Referendum Vote Christchurch


Result: Unsurprisingly, Christchurch voted against by 84%, on a 53% turnout (21,000 people).

On 30 July 2018, a Judicial Review was heard in the High Court. There had been a lot of debate about whether this review should take place at all, especially as the cost would be around £200,000.

Just two of the more-restrained comments on social media give only a mild indication of the strength of feeling:

  • Good luck Christchurch. A lot of people who believe in democracy and local representation is hoping you will win the day.
  • And the rest of us, who don’t appreciate taxpayer funds being wasted in frivolous cases designed to oppose the efficient delivery of services, fully expect you to lose.

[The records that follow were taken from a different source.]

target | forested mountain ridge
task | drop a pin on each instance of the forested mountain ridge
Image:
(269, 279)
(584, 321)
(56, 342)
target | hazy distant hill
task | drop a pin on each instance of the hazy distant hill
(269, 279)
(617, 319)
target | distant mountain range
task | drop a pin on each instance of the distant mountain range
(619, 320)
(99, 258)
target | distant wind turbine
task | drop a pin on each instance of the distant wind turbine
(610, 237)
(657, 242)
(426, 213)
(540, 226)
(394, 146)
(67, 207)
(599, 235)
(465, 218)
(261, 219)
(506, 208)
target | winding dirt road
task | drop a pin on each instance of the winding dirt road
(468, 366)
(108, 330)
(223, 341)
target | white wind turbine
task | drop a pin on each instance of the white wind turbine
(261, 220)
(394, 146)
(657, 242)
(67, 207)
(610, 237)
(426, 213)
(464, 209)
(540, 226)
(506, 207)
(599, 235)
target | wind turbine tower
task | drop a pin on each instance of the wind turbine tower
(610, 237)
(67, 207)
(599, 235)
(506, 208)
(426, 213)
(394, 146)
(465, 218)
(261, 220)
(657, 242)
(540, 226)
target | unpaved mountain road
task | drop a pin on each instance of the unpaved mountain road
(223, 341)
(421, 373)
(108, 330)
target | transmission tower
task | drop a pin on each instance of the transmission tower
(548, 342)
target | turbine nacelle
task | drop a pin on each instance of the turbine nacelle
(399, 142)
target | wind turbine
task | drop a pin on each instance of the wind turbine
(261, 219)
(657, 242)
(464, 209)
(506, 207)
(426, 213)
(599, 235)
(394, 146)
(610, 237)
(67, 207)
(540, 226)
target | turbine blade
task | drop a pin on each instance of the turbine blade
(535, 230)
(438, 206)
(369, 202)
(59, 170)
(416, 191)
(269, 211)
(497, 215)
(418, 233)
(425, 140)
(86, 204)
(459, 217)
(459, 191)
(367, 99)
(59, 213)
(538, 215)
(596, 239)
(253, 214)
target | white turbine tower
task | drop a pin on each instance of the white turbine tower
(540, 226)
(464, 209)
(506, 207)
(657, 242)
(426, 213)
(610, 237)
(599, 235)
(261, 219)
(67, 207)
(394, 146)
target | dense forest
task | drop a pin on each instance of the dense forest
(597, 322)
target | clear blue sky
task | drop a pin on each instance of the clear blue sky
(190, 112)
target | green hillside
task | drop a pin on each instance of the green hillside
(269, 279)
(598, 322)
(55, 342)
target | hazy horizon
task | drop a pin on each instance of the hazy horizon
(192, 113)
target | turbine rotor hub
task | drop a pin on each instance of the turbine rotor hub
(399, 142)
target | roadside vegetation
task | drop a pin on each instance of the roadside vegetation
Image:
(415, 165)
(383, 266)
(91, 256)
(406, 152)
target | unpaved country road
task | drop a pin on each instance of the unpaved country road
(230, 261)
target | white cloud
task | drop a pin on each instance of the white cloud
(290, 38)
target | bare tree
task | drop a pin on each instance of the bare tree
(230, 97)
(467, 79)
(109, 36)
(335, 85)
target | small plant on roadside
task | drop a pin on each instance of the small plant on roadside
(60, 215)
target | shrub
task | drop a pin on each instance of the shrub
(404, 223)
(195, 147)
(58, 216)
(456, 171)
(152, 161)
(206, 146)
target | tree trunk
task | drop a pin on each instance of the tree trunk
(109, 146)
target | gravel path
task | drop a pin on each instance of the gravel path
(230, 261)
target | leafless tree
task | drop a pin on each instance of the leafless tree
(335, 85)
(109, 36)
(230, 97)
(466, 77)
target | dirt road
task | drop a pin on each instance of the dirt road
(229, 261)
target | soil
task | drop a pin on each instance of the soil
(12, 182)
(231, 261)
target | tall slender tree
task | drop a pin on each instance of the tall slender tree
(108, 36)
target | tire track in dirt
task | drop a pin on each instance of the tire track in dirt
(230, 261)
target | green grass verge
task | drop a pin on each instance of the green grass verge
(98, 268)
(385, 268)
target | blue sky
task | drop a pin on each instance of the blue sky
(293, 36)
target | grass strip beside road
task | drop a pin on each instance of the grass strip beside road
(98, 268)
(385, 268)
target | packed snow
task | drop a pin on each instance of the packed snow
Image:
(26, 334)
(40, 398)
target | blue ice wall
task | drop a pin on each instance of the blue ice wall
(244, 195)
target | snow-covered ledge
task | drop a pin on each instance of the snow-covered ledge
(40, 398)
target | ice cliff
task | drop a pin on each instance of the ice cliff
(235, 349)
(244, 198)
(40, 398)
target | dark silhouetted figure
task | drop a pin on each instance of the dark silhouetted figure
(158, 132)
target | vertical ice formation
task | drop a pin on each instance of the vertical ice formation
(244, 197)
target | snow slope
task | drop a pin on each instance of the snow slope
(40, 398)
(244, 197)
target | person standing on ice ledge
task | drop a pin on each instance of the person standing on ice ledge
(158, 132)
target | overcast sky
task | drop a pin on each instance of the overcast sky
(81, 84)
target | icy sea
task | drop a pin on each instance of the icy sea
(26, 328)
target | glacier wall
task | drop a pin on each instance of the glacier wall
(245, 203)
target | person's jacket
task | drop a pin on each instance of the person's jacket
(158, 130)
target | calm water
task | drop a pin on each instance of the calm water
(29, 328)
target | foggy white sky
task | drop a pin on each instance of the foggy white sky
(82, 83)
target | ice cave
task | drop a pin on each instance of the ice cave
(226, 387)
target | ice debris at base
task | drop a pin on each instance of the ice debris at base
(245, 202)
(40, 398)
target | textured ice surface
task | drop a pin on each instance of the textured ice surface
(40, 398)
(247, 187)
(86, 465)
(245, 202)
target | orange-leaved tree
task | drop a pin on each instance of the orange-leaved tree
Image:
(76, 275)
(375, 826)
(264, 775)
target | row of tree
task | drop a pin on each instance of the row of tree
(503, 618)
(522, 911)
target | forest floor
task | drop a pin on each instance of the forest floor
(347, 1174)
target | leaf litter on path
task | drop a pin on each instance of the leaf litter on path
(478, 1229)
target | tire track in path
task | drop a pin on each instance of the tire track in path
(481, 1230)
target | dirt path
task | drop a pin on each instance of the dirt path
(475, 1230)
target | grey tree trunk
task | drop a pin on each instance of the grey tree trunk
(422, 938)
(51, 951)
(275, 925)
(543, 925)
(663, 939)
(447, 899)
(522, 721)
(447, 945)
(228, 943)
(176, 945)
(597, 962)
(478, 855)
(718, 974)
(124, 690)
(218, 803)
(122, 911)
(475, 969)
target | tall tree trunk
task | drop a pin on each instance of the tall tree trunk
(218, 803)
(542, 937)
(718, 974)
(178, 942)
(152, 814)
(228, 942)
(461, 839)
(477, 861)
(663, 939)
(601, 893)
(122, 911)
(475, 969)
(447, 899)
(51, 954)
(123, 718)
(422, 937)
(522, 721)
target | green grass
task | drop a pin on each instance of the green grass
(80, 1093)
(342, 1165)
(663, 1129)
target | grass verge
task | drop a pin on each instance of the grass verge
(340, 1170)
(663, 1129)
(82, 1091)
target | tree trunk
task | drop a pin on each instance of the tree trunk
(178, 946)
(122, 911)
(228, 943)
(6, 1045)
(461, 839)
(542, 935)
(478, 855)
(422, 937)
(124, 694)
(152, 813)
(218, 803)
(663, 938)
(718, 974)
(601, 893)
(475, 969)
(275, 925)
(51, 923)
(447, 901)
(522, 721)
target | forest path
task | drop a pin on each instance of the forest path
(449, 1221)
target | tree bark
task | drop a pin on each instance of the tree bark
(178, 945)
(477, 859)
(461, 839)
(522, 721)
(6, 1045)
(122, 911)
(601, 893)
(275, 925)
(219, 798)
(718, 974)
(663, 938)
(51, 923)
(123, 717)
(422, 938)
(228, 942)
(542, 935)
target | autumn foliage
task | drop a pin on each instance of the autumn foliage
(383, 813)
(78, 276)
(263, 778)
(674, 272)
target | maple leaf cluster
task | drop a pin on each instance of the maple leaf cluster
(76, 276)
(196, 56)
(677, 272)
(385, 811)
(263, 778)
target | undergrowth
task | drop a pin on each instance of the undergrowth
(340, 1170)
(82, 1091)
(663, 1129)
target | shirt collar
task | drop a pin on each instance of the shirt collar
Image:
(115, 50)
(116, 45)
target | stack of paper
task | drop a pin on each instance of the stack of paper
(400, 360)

The Review was denied. Here is what the Bournemouth Borough Council said about it:

Christchurch Borough Council has spent a very significant amount of council tax payers’ money in pursuing this legal action. The High Court has rejected that challenge and we hope that all Christchurch Borough Councillors will now accept that judgement, and fully take part in planning for and making decisions about the new council.

We are optimistic this matter is now behind us, and we can look forward to working together to create the best new local councils we can, to protect public services as much as possible, and to secure future growth and prosperity for our areas.

Debate continued about the possibility of an appeal, but after taking advice, finally the merger was accepted. This is the statement of Christchurch Borough Council Leader, David Flagg:

Having been refused leave to appeal by the judge it was important that the advice of Counsel and Officers was considered when deciding the best way forward. In light of the decision we feel that the best way for us to proceed is to focus our work on getting the best for our residents as we move towards local government reorganisation on 1 April 2019.

Whilst we are of course extremely disappointed with the decision of the judge the Council has fought to represent the wishes of our residents throughout this process.

Having pursued every avenue available to us we must now accept that the Council will be abolished next year. We apologise that we were not successful in keeping Christchurch independent and thank all the residents who supported us in our attempts.